Regional Food System Strategy – May Update
Why are we creating a Regional Food Systems Strategy?
Our food system isn’t currently working. New Zealand’s image as the land of plenty, is fading, with some alarming facts and figures about our food situation:
– between 75 to 95 percent of New Zealand’s seafood is exported annually
– New Zealand exports 95 percent of our dairy products, 87 percent of our beef, 95 percent of our sheep meat, and 90 percent of our kiwifruit. Many kiwis cannot afford the food that is grown here.
– New Zealand produces enough food for 40 million people, yet is one of the most malnourished countries in the OECD
– One in five children in Aotearoa live in a household that experiences food poverty.
– In 1990 our local food economy had 22,000 small producers. There are now only 900.
Creating a Better Regional Food System
To address these issues, one of our key regional projects is to develop a Regional Food System Strategy.
The Regional Food System Strategy (RFSS) is an opportunity to foster a sustainable, locally-based, and equitable food system. The RFSS project aims to:
- Create an actionable plan that prioritises food security, food sovereignty, economic opportunities and community wellbeing through sustainable and local methods that benefit all aspects of health
- Strengthen community, iwi and council partnerships across the region
- Embed mātauranga Māori and Te Ao Māori concepts of food sustainability. Support opportunities for the Māori food economy as determined by Māori
- Inform future policy on aspects such as urban development, economic planning and climate change.
Over the last nine months, the RFSS project has been engaging with partners across the region to find out how they think our food system can become more sustainable, equitable, and locally-based. Our partners include mana whenua, community organisations, growers and producers, council and central government, and environmental experts.

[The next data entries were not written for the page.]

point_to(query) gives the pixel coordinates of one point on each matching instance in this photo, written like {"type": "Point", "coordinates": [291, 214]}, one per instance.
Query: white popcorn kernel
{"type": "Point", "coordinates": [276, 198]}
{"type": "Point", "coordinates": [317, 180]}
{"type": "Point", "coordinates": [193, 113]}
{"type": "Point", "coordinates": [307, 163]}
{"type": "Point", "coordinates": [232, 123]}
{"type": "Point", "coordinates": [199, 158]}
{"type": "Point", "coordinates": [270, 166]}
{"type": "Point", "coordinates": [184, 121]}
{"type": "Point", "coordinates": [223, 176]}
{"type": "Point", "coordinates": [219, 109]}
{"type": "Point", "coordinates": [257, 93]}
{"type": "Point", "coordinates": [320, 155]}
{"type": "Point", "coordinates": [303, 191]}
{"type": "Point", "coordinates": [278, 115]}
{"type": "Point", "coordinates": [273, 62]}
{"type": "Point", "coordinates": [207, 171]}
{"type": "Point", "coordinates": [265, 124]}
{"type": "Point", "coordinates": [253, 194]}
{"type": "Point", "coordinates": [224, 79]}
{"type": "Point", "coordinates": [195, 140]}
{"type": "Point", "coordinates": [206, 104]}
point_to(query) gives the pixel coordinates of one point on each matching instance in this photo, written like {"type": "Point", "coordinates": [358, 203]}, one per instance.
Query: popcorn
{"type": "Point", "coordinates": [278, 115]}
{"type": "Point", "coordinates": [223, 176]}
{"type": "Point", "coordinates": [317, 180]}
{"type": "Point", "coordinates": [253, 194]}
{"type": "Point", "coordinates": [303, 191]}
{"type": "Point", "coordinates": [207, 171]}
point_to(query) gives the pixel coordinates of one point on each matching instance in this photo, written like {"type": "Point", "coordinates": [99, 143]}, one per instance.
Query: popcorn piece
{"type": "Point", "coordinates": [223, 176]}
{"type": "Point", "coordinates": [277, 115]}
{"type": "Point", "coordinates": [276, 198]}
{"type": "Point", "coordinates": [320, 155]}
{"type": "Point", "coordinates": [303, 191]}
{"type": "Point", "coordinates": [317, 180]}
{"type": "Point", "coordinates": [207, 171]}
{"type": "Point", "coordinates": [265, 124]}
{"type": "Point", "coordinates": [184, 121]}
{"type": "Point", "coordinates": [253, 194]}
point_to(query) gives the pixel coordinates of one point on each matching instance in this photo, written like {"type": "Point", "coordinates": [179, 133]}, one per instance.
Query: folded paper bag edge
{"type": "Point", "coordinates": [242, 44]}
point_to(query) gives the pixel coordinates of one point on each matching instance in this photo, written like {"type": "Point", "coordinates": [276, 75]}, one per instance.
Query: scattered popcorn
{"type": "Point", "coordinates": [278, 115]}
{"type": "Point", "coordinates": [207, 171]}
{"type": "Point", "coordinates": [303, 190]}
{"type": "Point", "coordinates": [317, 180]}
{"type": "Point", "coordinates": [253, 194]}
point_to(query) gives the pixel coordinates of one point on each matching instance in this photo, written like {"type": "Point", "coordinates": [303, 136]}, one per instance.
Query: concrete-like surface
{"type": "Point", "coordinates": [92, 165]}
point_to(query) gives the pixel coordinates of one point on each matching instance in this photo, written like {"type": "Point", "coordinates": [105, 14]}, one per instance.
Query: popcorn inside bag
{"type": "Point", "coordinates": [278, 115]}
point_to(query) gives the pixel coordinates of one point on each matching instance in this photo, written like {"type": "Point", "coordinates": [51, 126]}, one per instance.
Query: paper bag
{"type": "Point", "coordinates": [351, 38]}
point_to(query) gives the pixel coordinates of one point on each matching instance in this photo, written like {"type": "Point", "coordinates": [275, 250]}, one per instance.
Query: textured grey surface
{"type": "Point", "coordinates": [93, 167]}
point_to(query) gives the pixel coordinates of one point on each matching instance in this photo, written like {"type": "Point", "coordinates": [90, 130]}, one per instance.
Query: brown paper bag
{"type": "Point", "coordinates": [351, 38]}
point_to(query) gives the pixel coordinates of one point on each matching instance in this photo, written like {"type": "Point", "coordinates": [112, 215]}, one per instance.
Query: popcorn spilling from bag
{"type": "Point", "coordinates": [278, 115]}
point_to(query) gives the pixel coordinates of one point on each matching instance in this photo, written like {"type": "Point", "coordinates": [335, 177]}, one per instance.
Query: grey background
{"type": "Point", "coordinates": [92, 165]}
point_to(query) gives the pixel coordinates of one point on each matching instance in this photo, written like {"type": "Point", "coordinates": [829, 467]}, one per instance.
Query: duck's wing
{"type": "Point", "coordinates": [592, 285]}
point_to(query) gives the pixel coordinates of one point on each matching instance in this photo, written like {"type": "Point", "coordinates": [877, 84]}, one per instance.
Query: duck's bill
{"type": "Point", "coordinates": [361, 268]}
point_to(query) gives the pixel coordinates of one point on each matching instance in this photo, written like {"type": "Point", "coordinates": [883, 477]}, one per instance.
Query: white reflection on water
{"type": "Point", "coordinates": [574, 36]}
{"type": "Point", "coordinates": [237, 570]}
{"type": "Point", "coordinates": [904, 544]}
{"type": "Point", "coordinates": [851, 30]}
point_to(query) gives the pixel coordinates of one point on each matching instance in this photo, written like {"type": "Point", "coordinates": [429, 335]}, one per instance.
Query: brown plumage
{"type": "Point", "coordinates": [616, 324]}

Benefits of a locally-focused and sustainable food system
Focusing on a more local and sustainable food system allows us to reduce emissions, work in harmony with te taiao our environment, and can bolster our local economy. Also, by working with local partners to build on existing community initiatives that increase access to healthy, affordable and culturally appropriate food, we are hoping everyone in our region has access to the food that they want and need.
Next steps for the RFSS
The RFSS is currently in the process of gathering and analyse both quantitative and qualitative data and design on-the-ground pilots, tailored to place-based needs across the region to inform the final strategy.
Decisions around the actions and priorities will be led by a community advisory board (CAB) made up of mana whenua, community, rangatahi and growers, while being supported by a Technical advisory group (TAG) that includes government and industry support.
Fig.1 RFSS Approach
Less ‘what’, more ‘how’
The Regional Food System Strategy is placing less emphasis on the what, and more on the how.